Each animal that is transported is required to have a health certificate, vaccinations and have been examined by a veterinarian prior to flight. All passengers travel in crates to ensure their safety while flying.

How are pilots trained and what are their qualifications?

Our pilots attend FlyRight/SimCom training in North Carolina or Florida. It involves 16 hours of ground school and 6 hours of simulator training each year. The simulator training is quite realistic. The instrument panel is almost identical to our aircraft, and the full motion of the training platform imitates the motion and sensation of actual flight. The volunteer pilots for Dog Is My CoPilot must meet the same requirements that the airlines have.
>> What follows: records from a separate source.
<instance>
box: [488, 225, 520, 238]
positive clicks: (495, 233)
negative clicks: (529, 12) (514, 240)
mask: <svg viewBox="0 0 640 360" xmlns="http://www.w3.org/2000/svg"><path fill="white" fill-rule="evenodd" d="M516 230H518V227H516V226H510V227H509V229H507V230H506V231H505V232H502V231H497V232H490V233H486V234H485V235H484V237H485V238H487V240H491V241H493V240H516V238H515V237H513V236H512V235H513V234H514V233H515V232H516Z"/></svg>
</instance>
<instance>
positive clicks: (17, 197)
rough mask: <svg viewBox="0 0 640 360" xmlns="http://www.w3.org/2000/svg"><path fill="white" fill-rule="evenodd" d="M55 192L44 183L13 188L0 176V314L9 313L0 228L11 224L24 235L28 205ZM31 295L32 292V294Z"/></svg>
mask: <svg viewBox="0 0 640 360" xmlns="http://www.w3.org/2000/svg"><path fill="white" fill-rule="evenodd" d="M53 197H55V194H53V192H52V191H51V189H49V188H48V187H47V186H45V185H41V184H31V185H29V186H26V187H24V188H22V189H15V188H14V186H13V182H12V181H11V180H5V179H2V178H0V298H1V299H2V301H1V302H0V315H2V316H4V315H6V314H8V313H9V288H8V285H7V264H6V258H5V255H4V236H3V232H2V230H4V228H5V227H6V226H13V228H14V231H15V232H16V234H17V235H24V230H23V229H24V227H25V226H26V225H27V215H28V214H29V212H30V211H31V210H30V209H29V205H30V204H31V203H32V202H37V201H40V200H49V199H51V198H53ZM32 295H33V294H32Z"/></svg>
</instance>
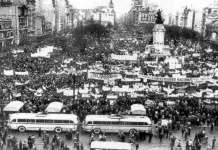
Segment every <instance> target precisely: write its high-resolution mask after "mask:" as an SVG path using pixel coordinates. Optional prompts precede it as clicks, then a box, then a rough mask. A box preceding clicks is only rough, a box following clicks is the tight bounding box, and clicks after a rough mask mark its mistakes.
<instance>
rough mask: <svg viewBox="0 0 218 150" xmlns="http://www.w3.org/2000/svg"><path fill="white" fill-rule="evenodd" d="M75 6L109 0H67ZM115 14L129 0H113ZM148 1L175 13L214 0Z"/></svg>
mask: <svg viewBox="0 0 218 150" xmlns="http://www.w3.org/2000/svg"><path fill="white" fill-rule="evenodd" d="M69 1H70V4H72V5H73V6H74V7H75V8H78V9H88V8H94V7H97V6H107V5H108V4H109V2H110V0H69ZM113 3H114V8H115V12H116V15H117V16H118V17H120V16H121V15H122V14H124V13H126V12H128V11H129V10H130V8H131V0H113ZM148 3H157V4H158V6H159V7H160V8H161V9H162V10H163V13H164V14H168V13H172V14H174V13H176V12H177V11H179V10H181V9H182V8H184V7H185V6H189V7H192V8H193V9H195V10H197V11H200V10H202V8H204V7H207V6H210V4H213V3H214V0H148Z"/></svg>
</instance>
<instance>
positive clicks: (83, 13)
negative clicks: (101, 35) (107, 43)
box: [74, 0, 116, 25]
mask: <svg viewBox="0 0 218 150" xmlns="http://www.w3.org/2000/svg"><path fill="white" fill-rule="evenodd" d="M115 18H116V13H115V11H114V4H113V1H112V0H110V2H109V5H108V6H98V7H96V8H94V9H77V10H76V15H75V20H74V24H75V25H78V24H79V23H81V22H82V23H85V22H86V21H87V20H90V19H93V20H94V21H95V22H99V23H101V24H103V25H107V24H108V23H111V24H112V25H114V23H115Z"/></svg>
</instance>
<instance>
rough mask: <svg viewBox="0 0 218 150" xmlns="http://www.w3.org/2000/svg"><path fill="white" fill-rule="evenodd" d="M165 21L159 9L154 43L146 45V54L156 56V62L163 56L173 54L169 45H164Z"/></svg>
mask: <svg viewBox="0 0 218 150" xmlns="http://www.w3.org/2000/svg"><path fill="white" fill-rule="evenodd" d="M163 22H164V20H163V18H162V16H161V11H160V10H158V12H157V15H156V22H155V26H154V28H153V44H152V45H147V46H146V47H145V53H144V54H145V55H150V56H152V57H154V58H155V62H156V63H157V62H158V60H159V58H161V57H168V56H171V53H170V47H169V45H164V37H165V28H164V25H163Z"/></svg>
What is the rescue mission experience?

Our pilots fly the Big Dog + The Sequel to an airport that is closest to our source shelters the day before a rescue flight. They bring empty crates with them to hand off to our source partners in preparation of each flight. The pilots then spend the night and arrive at the airport around 4am for a preflight checklist and load the animals with our partners at around 4:30am. Usually, we are wheels up by 5am! Depending on the number of destination partners and required stops to drop off animals, they can be in the cockpit for up to 8-12 hours in a day with multiple stops.

When do you fly?

We fly year round with our two cessna caravans. While April through October are the busiest months we have flights books, we do fly in the winter depending on the routes and weather.

690,000 Animals

were euthanized in 2023 and the demand for our life saving transportation services has never been greater.
*data from Shelter Animal Count

500+ Volunteer Hours

Our volunteer pilots each donate 100 hours or more of flying a year, saving over $75,000 every year.

200+ Partners

We partner with source and destination animal shelters and adoption organizations to help save shelter pets.

33,054 Animals Saved

We have flown more than 30,000 animals to safety from coast to coast with our two airplanes.